Probably not (too much). It's typical for low resolution structures. Also, Wilson B is an estimation which becomes poorer and poorer as you go towards low resolution.
2) What is the expected (or 'acceptable') gap between R and Rfree at this resolution. (Current R = 27%, Rfree = 33%) Does this sound reasonable?
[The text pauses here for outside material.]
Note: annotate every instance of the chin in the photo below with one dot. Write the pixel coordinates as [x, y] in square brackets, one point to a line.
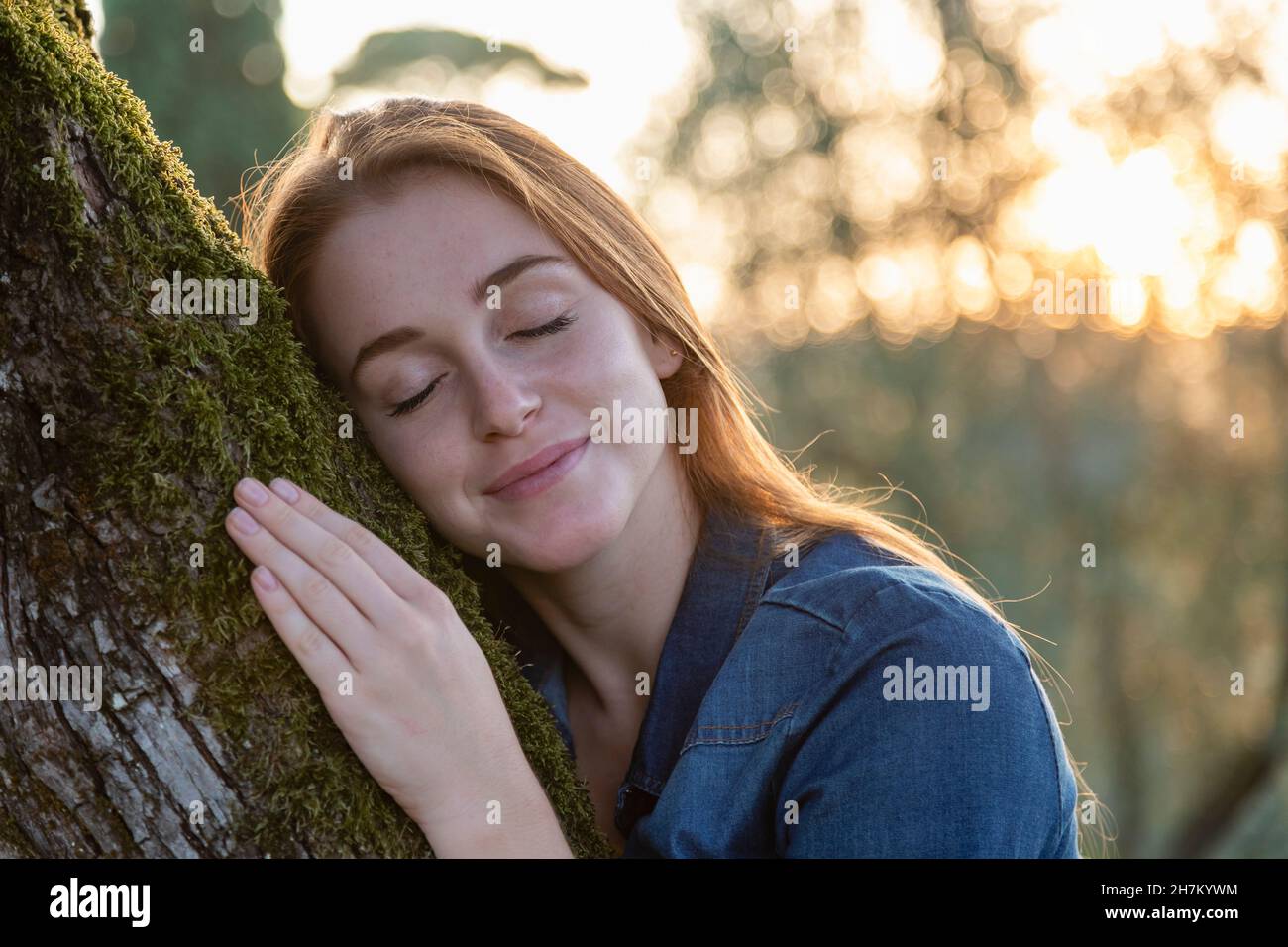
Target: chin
[555, 536]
Looks more or less what once can expect at this resolution... Also: phenix.r_factor_statistics 4.4 left_offset=0.5 right_offset=0.5 n_bins=5 Histogram of Rwork for models in PDB at resolution 3.90-4.90 A: 0.198 - 0.257 : 26 0.257 - 0.315 : 55 0.315 - 0.374 : 23 <<< your structure 0.374 - 0.433 : 10 0.433 - 0.492 : 4 Histogram of Rfree for models in PDB at resolution 3.90-4.90 A: 0.226 - 0.280 : 17 <<< your structure 0.280 - 0.335 : 48 0.335 - 0.389 : 36 0.389 - 0.444 : 10 0.444 - 0.498 : 7 Histogram of Rfree-Rwork for all model in PDB at resolution 3.90-4.90 A: 0.001 - 0.019 : 23 0.019 - 0.037 : 31 0.037 - 0.054 : 38 0.054 - 0.072 : 19 <<< your structure 0.072 - 0.090 : 7 Number of structures considered: 118 So, you are not alone -:)
3) It has been suggested to me that I should try adding riding hydrogens during the last round of refinement (to help with geometry). Is this something I should do?
Try: it may or may not help. I'm working on a better implementation of handling H atoms that, once ready, will always help. Make sure to use "contribute_to_f_calc=false".
4) What is the 'acceptable' coordinate and phase errors for structures at this resolution. (They are now 1.4Å and 36˚)
These are estimates and should not be taken too literally (for discussion, see R.Read, Methods in Enzymol.).
5) I have been using secondary structure restraints during the refinement, which seems to work reasonably well. I also tried refinement using reference model (the structure of the individual components). But refining with reference models seems to result in high RMSD bonds/angles. Is there something I'm missing?
If NCS is available - use it. If you have many Ramachandran plot outliers - try Ramachandran plot restraints. If using reference model restraints, then the key parameter to play with is "limit". In my recent experience changing it from the default 15 to 180 dropped both Rwork and Rfree by 4%, but you need to try different values before you know. Also, make sure you run as many macro-cycles as necessary to achieve convergence (at low resolution is is slower); in the example I mentioned above I had to do 10 macro-cycles. Pavel.